Vermeersch collabora con Any non solo come cretivo ma anche come investitore. Insieme, stanno cercando di aprire una nuova categoria ibrida che chiamano “veicoli utilitari per la vita” — da qui il nome LUV1.

Il prezzo del LUV1 parte da € 7.000 e sarà più economico delle auto, avvicinandosi al costo delle cargo bike elettriche di alta gamma. Inoltre, a differenza delle motociclette più potenti, richiederà solo una patente A1, facile da ottenere nella maggior parte dei luoghi.

Il prezzo esatto dipenderà dalle opzioni personalizzate che ogni cliente può scegliere tramite il configuratore lanciato da Any insieme alla campagna di prenotazioni. Grazie al successo a Milano, Any ha ottenuto più di 600 prenotazioni nei primi 100 giorni.

Queste prenotazioni richiedono una tassa di € 49 che verrà accreditata sul prezzo d’acquisto e sarà completamente rimborsabile. Analogamente alla sua precedente startup, il servizio di condivisione di bici elettriche olandese Cargaroo, Any ha anche ottenuto finanziamenti di venture capital. La startup ha raccolto €1,5 milioni a novembre, seguiti da un altro €1,25 milioni a maggio, per un totale di €2,75 milioni.

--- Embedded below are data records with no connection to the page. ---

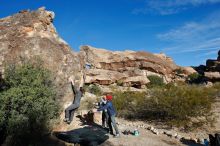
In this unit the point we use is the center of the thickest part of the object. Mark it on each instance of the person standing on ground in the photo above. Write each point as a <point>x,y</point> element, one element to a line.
<point>69,111</point>
<point>111,114</point>
<point>104,112</point>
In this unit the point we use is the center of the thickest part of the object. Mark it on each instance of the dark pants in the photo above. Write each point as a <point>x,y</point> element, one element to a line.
<point>69,111</point>
<point>105,119</point>
<point>112,123</point>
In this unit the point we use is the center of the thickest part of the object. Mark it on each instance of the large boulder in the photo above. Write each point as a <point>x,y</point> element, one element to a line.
<point>111,66</point>
<point>31,34</point>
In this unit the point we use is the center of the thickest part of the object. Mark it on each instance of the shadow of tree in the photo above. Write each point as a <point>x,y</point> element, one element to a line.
<point>90,135</point>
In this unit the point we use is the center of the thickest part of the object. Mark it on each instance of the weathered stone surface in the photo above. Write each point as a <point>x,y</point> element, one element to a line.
<point>212,75</point>
<point>213,65</point>
<point>188,70</point>
<point>31,34</point>
<point>128,68</point>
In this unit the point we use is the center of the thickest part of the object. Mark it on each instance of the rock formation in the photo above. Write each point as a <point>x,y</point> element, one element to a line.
<point>31,34</point>
<point>127,68</point>
<point>212,72</point>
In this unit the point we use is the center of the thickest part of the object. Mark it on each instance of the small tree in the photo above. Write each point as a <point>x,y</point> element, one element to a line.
<point>28,103</point>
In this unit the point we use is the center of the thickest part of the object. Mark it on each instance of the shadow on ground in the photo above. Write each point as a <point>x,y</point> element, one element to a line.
<point>190,143</point>
<point>90,135</point>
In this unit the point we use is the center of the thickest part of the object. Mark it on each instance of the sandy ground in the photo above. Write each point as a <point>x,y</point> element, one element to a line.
<point>83,133</point>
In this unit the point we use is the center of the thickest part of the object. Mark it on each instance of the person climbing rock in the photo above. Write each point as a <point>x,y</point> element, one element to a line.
<point>69,111</point>
<point>111,114</point>
<point>104,112</point>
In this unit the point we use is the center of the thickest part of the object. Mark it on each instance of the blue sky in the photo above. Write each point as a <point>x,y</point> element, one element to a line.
<point>186,30</point>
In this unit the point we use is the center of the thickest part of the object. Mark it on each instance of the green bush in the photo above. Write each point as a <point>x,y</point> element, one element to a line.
<point>173,104</point>
<point>195,78</point>
<point>27,104</point>
<point>155,81</point>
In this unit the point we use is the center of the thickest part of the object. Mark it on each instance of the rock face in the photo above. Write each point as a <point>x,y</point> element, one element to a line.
<point>31,34</point>
<point>128,68</point>
<point>212,70</point>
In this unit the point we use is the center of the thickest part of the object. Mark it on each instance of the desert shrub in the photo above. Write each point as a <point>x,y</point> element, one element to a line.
<point>27,104</point>
<point>173,104</point>
<point>155,81</point>
<point>94,89</point>
<point>179,71</point>
<point>119,82</point>
<point>195,78</point>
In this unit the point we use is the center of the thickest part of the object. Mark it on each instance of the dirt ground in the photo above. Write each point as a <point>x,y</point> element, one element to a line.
<point>80,132</point>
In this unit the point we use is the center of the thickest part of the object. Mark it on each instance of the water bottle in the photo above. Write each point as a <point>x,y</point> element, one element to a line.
<point>136,132</point>
<point>206,142</point>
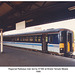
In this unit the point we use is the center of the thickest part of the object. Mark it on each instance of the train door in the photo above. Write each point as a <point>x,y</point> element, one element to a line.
<point>67,40</point>
<point>70,42</point>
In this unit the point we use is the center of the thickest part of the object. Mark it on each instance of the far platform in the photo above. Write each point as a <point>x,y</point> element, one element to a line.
<point>21,57</point>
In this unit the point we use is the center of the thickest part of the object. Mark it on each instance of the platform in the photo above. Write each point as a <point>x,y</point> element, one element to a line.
<point>21,57</point>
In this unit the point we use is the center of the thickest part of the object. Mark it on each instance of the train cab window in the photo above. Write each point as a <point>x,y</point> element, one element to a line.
<point>35,38</point>
<point>31,38</point>
<point>39,38</point>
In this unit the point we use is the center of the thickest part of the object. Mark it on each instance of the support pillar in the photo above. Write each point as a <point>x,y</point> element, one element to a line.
<point>1,41</point>
<point>44,44</point>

Secondo la startup, che ha arruolato l’ex VC Pieter Van de Velde come CEO un anno fa, i sostenitori del round e il roster di consulenti includono personaggi di alto profilo del settore automobilistico. Any ha anche assunto un responsabile di ingegneria, Alessandro Mangano, il cui precedenti datori di lavoro includono Aprilia, Ferrari e Piaggio Group.

Con due batterie intercambiabili che offrono un’autonomia fino a 87 miglia per carica, il LUV1 dovrebbe competere con i modelli elettrici lanciati in crescente numero da marchi come Piaggio e persino Harley-Davidson. Tuttavia, sarà necessario di più per distinguersi in un mercato delle due ruote che l’Associazione Europea dei Costruttori di Motociclette prevede essere principalmente elettrico entro il 2030.

Any scommette che lo spazio di carico extra sarà il suo principale differenziatore. LUV1 è progettato per attrarre una base clienti che va oltre i motociclisti, ha dichiarato de Winter a TechCrunch. La startup è stata contattata da operatori di consegne dell’ultimo miglio; e poiché intende sviluppare non solo il LUV1, ma un “portfolio di veicoli”, potrebbe includere un triciclo.

Prima di espandersi ulteriormente, tuttavia, la startup deve aumentare la produzione del LUV1 in vista delle prime consegne ai clienti. Ciò richiederà ulteriori finanziamenti, e Any sta cercando di raccogliere circa €10 milioni in un round di finanziamenti Serie A che spera di chiudere entro la fine dell’anno.

Da sinistra a destra: Erik de Winter (CCO), Pieter Van de Velde (CEO), Alessandro Mangano (Responsabile di Ingegneria).